GCC version: (Ubuntu 7.5.0-3ubuntu1~18.04) 7.5.0ĬuDNN version: Probably one of the following:
I believe that the legendary would be able to help have taken the solution pip install torch=1.8.0+cu111 torchvision=0.9.0+cu111 torchaudio=0.8.0 -f īut there is the same error RuntimeError: cuDNN error: CUDNN_STATUS_NOT_INITIALIZEDįollowing is the result by run python -m _env Collecting environment information. I’m working on a remote server and it is the first time I’m using GPUs.
I suppose the problem comes from the fact that I’m trying to use torch with CUDA 11.1 with an incompatible Driver Version, but I don’t know how to fix the problem. | Fan Temp Perf Pwr:Usage/Cap| Memory-Usage | GPU-Util Compute M.

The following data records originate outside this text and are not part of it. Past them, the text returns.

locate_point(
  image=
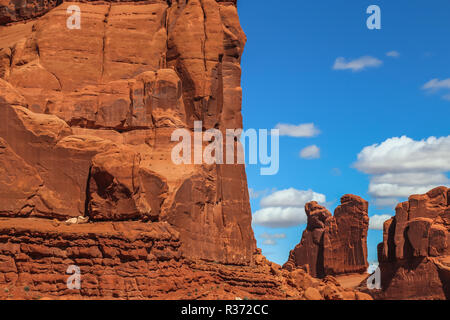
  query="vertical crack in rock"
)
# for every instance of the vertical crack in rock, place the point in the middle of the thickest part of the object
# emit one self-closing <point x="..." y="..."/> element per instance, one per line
<point x="105" y="22"/>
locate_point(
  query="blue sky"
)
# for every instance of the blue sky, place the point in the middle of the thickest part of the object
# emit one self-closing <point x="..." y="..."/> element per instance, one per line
<point x="288" y="77"/>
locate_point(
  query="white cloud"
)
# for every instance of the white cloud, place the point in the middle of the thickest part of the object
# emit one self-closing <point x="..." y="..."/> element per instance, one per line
<point x="271" y="239"/>
<point x="311" y="152"/>
<point x="376" y="222"/>
<point x="291" y="198"/>
<point x="436" y="84"/>
<point x="267" y="235"/>
<point x="269" y="242"/>
<point x="305" y="130"/>
<point x="285" y="208"/>
<point x="401" y="166"/>
<point x="393" y="54"/>
<point x="336" y="172"/>
<point x="357" y="64"/>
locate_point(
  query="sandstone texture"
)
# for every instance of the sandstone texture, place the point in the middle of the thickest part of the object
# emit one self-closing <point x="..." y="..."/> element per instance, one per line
<point x="86" y="174"/>
<point x="333" y="245"/>
<point x="415" y="255"/>
<point x="135" y="260"/>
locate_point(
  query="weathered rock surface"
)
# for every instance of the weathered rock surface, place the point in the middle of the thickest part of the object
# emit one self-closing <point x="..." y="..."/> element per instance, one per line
<point x="87" y="179"/>
<point x="135" y="260"/>
<point x="415" y="254"/>
<point x="89" y="115"/>
<point x="333" y="245"/>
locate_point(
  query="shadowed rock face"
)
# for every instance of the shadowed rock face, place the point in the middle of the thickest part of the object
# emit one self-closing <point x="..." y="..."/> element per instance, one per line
<point x="88" y="115"/>
<point x="333" y="245"/>
<point x="415" y="255"/>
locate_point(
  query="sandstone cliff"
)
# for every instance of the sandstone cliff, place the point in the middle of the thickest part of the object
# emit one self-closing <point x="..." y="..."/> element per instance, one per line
<point x="86" y="117"/>
<point x="333" y="245"/>
<point x="415" y="255"/>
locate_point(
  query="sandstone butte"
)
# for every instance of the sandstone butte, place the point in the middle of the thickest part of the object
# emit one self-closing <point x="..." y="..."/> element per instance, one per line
<point x="333" y="245"/>
<point x="415" y="253"/>
<point x="86" y="117"/>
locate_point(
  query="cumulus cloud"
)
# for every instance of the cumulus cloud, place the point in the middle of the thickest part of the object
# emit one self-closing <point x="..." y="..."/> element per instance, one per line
<point x="285" y="208"/>
<point x="436" y="85"/>
<point x="305" y="130"/>
<point x="393" y="54"/>
<point x="311" y="152"/>
<point x="401" y="166"/>
<point x="271" y="239"/>
<point x="376" y="222"/>
<point x="357" y="64"/>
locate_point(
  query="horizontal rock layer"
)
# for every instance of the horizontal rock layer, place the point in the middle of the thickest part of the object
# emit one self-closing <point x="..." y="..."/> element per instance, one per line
<point x="135" y="260"/>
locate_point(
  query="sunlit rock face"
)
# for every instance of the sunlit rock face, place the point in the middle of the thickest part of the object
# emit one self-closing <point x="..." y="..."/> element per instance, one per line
<point x="87" y="114"/>
<point x="333" y="245"/>
<point x="415" y="254"/>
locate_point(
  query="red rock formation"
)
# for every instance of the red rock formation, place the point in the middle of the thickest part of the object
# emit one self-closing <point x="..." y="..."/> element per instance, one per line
<point x="333" y="245"/>
<point x="90" y="112"/>
<point x="86" y="118"/>
<point x="414" y="255"/>
<point x="135" y="260"/>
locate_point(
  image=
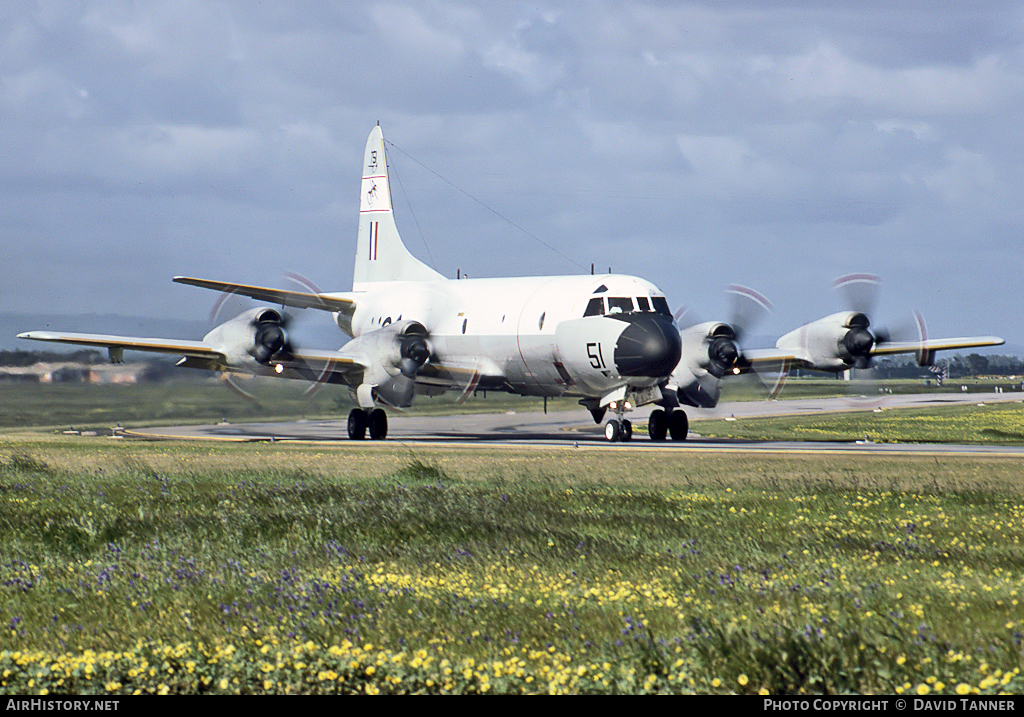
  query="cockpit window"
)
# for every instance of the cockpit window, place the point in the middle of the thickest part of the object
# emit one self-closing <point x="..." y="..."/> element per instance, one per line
<point x="623" y="303"/>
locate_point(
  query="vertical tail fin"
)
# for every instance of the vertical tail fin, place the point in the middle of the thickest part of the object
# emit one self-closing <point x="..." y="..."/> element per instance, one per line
<point x="380" y="254"/>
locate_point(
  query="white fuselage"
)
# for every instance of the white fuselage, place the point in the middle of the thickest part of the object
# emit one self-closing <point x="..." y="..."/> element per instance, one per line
<point x="529" y="332"/>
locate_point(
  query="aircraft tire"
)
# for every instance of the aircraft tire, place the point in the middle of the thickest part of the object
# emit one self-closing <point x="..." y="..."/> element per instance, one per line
<point x="679" y="425"/>
<point x="378" y="424"/>
<point x="612" y="431"/>
<point x="657" y="426"/>
<point x="356" y="424"/>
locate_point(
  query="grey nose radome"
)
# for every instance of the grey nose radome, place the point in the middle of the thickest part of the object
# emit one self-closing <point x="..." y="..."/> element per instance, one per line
<point x="648" y="346"/>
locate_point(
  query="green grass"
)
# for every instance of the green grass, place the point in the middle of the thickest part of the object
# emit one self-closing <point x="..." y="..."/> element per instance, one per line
<point x="995" y="423"/>
<point x="270" y="568"/>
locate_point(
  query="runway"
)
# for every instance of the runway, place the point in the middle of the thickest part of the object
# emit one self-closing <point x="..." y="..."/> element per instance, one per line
<point x="576" y="428"/>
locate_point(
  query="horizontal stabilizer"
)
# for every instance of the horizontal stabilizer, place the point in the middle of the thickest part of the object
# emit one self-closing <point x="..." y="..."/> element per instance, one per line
<point x="297" y="299"/>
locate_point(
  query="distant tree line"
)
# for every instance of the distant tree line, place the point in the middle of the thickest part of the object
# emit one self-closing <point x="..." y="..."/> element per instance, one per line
<point x="956" y="366"/>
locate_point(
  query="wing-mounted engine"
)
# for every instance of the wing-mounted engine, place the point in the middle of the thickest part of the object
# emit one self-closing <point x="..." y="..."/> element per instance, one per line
<point x="834" y="343"/>
<point x="393" y="356"/>
<point x="253" y="340"/>
<point x="710" y="351"/>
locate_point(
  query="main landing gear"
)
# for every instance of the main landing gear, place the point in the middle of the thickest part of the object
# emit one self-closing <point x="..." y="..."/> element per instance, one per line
<point x="360" y="420"/>
<point x="663" y="424"/>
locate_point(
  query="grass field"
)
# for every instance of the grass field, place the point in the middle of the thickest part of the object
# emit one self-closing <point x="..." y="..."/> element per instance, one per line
<point x="995" y="423"/>
<point x="193" y="567"/>
<point x="209" y="567"/>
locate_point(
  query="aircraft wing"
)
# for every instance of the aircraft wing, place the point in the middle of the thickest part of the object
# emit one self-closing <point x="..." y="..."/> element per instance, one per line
<point x="298" y="299"/>
<point x="890" y="347"/>
<point x="317" y="366"/>
<point x="195" y="349"/>
<point x="759" y="357"/>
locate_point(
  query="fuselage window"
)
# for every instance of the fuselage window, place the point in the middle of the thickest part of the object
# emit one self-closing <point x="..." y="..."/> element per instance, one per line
<point x="595" y="307"/>
<point x="623" y="303"/>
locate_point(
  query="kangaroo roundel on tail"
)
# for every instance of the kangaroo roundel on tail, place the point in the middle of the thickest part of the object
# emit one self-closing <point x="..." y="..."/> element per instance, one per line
<point x="380" y="255"/>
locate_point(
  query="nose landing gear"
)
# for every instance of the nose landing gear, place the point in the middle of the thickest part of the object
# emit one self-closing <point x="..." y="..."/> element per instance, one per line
<point x="360" y="419"/>
<point x="619" y="428"/>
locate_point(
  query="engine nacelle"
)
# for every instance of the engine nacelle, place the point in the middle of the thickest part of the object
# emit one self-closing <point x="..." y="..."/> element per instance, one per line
<point x="710" y="351"/>
<point x="394" y="355"/>
<point x="256" y="336"/>
<point x="834" y="343"/>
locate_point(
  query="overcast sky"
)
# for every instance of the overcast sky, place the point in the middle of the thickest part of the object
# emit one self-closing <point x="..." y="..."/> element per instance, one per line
<point x="774" y="144"/>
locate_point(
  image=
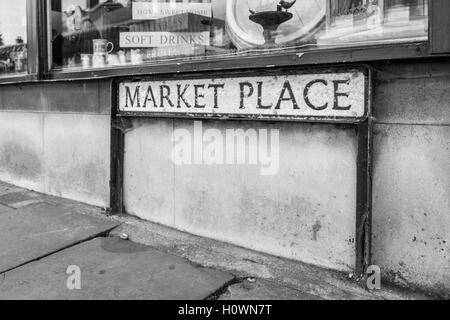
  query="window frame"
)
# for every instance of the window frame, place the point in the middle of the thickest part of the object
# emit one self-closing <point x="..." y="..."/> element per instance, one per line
<point x="39" y="66"/>
<point x="32" y="73"/>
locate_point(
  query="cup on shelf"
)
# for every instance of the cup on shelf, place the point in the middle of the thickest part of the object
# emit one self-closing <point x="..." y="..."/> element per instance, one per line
<point x="86" y="60"/>
<point x="101" y="46"/>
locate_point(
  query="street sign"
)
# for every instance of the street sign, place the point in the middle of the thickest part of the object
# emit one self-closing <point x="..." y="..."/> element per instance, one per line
<point x="337" y="95"/>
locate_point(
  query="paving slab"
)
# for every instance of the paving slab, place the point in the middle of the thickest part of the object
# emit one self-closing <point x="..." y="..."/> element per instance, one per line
<point x="264" y="290"/>
<point x="112" y="269"/>
<point x="38" y="230"/>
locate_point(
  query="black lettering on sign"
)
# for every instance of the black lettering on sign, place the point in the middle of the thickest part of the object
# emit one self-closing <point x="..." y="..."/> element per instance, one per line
<point x="150" y="97"/>
<point x="306" y="94"/>
<point x="181" y="96"/>
<point x="244" y="95"/>
<point x="287" y="89"/>
<point x="338" y="94"/>
<point x="216" y="88"/>
<point x="165" y="96"/>
<point x="199" y="95"/>
<point x="260" y="102"/>
<point x="132" y="100"/>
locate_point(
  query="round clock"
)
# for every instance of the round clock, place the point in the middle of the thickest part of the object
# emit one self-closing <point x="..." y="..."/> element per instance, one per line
<point x="256" y="23"/>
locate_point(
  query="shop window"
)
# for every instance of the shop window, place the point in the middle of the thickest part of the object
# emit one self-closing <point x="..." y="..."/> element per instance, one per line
<point x="89" y="34"/>
<point x="13" y="37"/>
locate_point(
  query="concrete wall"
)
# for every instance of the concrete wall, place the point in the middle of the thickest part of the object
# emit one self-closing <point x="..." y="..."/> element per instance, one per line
<point x="306" y="211"/>
<point x="56" y="139"/>
<point x="411" y="205"/>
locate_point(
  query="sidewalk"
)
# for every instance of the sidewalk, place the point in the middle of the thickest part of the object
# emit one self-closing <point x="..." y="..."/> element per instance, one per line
<point x="42" y="236"/>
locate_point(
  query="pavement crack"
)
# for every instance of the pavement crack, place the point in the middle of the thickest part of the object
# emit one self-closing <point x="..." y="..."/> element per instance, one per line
<point x="222" y="290"/>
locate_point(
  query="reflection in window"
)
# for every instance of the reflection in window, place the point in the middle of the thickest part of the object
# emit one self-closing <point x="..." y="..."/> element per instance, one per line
<point x="13" y="37"/>
<point x="114" y="33"/>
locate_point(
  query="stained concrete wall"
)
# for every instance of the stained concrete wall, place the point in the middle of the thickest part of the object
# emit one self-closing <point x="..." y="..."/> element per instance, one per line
<point x="411" y="205"/>
<point x="55" y="139"/>
<point x="306" y="211"/>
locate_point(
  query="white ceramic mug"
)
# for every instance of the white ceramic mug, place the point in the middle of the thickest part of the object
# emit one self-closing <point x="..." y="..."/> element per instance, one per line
<point x="101" y="46"/>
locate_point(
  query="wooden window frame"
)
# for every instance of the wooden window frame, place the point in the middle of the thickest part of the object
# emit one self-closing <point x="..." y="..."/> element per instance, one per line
<point x="437" y="45"/>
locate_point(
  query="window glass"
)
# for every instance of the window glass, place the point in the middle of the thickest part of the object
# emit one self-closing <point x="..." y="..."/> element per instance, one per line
<point x="13" y="37"/>
<point x="113" y="33"/>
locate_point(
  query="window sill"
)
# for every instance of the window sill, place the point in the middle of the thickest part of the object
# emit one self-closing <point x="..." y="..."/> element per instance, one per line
<point x="277" y="59"/>
<point x="362" y="54"/>
<point x="18" y="78"/>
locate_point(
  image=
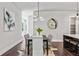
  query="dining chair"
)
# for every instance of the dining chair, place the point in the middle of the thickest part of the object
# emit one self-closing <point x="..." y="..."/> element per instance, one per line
<point x="50" y="40"/>
<point x="27" y="37"/>
<point x="44" y="43"/>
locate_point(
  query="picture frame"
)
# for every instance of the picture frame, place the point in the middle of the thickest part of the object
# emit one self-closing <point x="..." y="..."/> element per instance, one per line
<point x="9" y="20"/>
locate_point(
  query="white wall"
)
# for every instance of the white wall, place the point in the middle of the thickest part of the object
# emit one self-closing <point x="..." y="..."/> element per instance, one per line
<point x="28" y="16"/>
<point x="62" y="18"/>
<point x="9" y="39"/>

| GPU Name Persistence-M| Bus-Id Disp.A | Volatile Uncorr. When I run the command line nvidia-smi, I get: Sun Mar 28 15:02:53 2021 But unfortunately it gives me a new error related to CUDA: RuntimeError: CUDA driver initialization failed, you might not have a CUDA gpu. I was facing the same issue and installing torch with CUDA11.1 solved it. RuntimeError: cuDNN error: CUDNN_STATUS_NOT_INITIALIZED Return self._conv_forward(input, self.weight, self.bias)įile "/home/khawar/anaconda3/envs/hypergraph_reid/lib/python3.7/site-packages/torch/nn/modules/conv.py", line 396, in _conv_forward Return self.module(*inputs, **kwargs)įile "/media/khawar/HDD_Khawar1/hypergraph_reid/models/ResNet_hypergraphsage_part.py", line 621, in forwardįile "/media/khawar/HDD_Khawar1/hypergraph_reid/models/resnet.py", line 213, in forwardįile "/home/khawar/anaconda3/envs/hypergraph_reid/lib/python3.7/site-packages/torch/nn/modules/conv.py", line 399, in forward Train(model, criterion_xent, criterion_htri, optimizer, trainloader, use_gpu)įile "main_video_person_reid_hypergraphsage_part.py", line 257, in trainįile "/home/khawar/anaconda3/envs/hypergraph_reid/lib/python3.7/site-packages/torch/nn/modules/module.py", line 889, in _call_implįile "/home/khawar/anaconda3/envs/hypergraph_reid/lib/python3.7/site-packages/torch/nn/parallel/data_parallel.py", line 165, in forward Initializing model: resnet50graphpoolparthyperįile "main_video_person_reid_hypergraphsage_part.py", line 357, in įile "main_video_person_reid_hypergraphsage_part.py", line 220, in main Number of images per tracklet: 2 ~ 920, average 59.5
Many developers said that this is a label problem but I am not not sure because labels are in right place Traceback (most recent call last):Īrgs:Namespace(arch='resnet50graphpoolparthyper', concat=False, dataset='mars', dropout=0.1, eval_step=100, evaluate=False, gamma=0.1, gpu_devices='0', height=256, htri_only=False, lr=0.0003, margin=0.3, max_epoch=800, nheads=8, nhid=512, num_instances=4, part1=4, part2=8, part3=2, pool='avg', pretrained_model='/home/jiyang/Workspace/Works/video-person-reid/3dconv-person-reid/pretrained_models/resnet-50-kinetics.pth', print_freq=80, save_dir='log_hypergraphsagepart', seed=1, seq_len=8, start_epoch=0, stepsize=200, test_batch=1, train_batch=32, use_cpu=False, warmup=True, weight_decay=0.0005, width=128, workers=4, xent_only=False) I am doing training and put the dataset inside the data folder.